Immune regulation of the unfolded protein response at the mucosal barrier in viral infection

Abstract

Protein folding in the endoplasmic reticulum (ER) is subject to stringent quality control. When protein secretion demand exceeds the protein folding capacity of the ER, the unfolded protein response (UPR) is triggered as a consequence of ER stress. Due to the secretory function of epithelial cells, UPR plays an important role in maintaining epithelial barrier function at mucosal sites. ER stress and activation of the UPR are natural mechanisms by which mucosal epithelial cells combat viral infections. In this review, we discuss the important role of UPR in regulating mucosal epithelium homeostasis. In addition, we review current insights into how the UPR is involved in viral infection at mucosal barriers and potential therapeutic strategies that restore epithelial cell integrity following acute viral infections via cytokine and cellular stress manipulation.

Keywords: endoplasmic reticulum stress; epithelial cells; mucosal barrier; unfolded protein response; viral infection.

Figure 1

Unfolded protein response. During ER stress, the stress sensors dissociate from GRP78 and transduce signals. Cleaved ATF6 translocates to the nucleus to regulate the expressions of UPR target genes.
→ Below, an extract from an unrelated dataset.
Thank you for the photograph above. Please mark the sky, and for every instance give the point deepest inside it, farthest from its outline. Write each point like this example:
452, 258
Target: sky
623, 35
Activation of IRE1 leads to its phosphorylation and oligomerisation, which induces translation of spliced XBP1 to facilitate protein folding, while long‐term IRE1 activation stimulates RIDD signalling to decrease ER protein folding load. Finally, activation of PERK pathway decreases ER protein load by initiating global translational inhibition through eIF2α. ATF4 gene can escape from the translational suppression and translocate to the nucleus to control expressions of UPR target genes. Moreover, prolonged activation of UPR leads to the expressions of inflammatory genes as shown by the dotted arrows.

Figure 2

Inappropriate activation of stress cycle. Although the production of cytokines such as interferons (type I) is beneficial for anti‐viral responses; however, prolonged production further induces protein misfolding and leads to a cycle of stress and inflammation in the absence of pathogens. These sequential events destroy the epithelial integrity and leave the epithelium vulnerable to other chronic diseases. Therefore, stress‐reducing cytokines such as IL‐10 can play an important role to minimise protein misfolding and stop stress–inflammation cycle.

Figure 3

ER stress in mucosal nematode infection. C57BL/6 mice infected with Trichuris muris (T_H1‐dominant: 15 eggs) or (T_H2‐dominant and innate: 150 eggs). (a) Periodic acid–Schiff staining shows increased protein load within goblet cells, and black arrows indicate the worms. (b) Caecal epithelial cell qRT‐PCR shows increased ER stress (sXbp1) in T_H1 and negligible ER stress in T_H2‐dominated immune response, despite an increase in (c) protein load (Muc2). Immunodeficient mice (innate) show no ER stress despite chronic infection and high protein load. Statistics: n = 4–6; ANOVA, ***P < 0.001 vs uninfected (N) mice.

Figure 4

Virus‐controlled UPR response. In homeostatic conditions, proteins are correctly folded in the ER and secreted from cells. However, ER protein misfolding activates UPR pathways leading to the degradation of misfolded proteins, autophagy, inflammation and apoptosis. Viruses can directly or indirectly affect the UPR by selective activation or inhibition of UPR components (shown with red arrows) through endosomal and cytosolic PRRs. Viral‐controlled UPR pathways then ultimately boost the production of viral proteins, while dampening the immune response against the virus.

Figure 5

Proposed mechanism of anti‐viral function of cytokines. Pre‐infection: Basal level of UPR maintains the homeostasis of secretory cell function. Infection: Host ER stress and UPR are intrinsic mechanisms that will limit viral protein synthesis. However, viruses can potentially bypass these mechanisms to replicate. Specific cytokines (such as type I IFNs) that induce oxidative stress would lead to protein misfolding which will be beneficial in limiting viral infection. Post‐infection: Following viral clearance, the wound healing pathways are activated. Specific cytokines, such as IL‐10, known to suppress UPR signals and ER stress, will allow the restoration of normal protein production in the cells.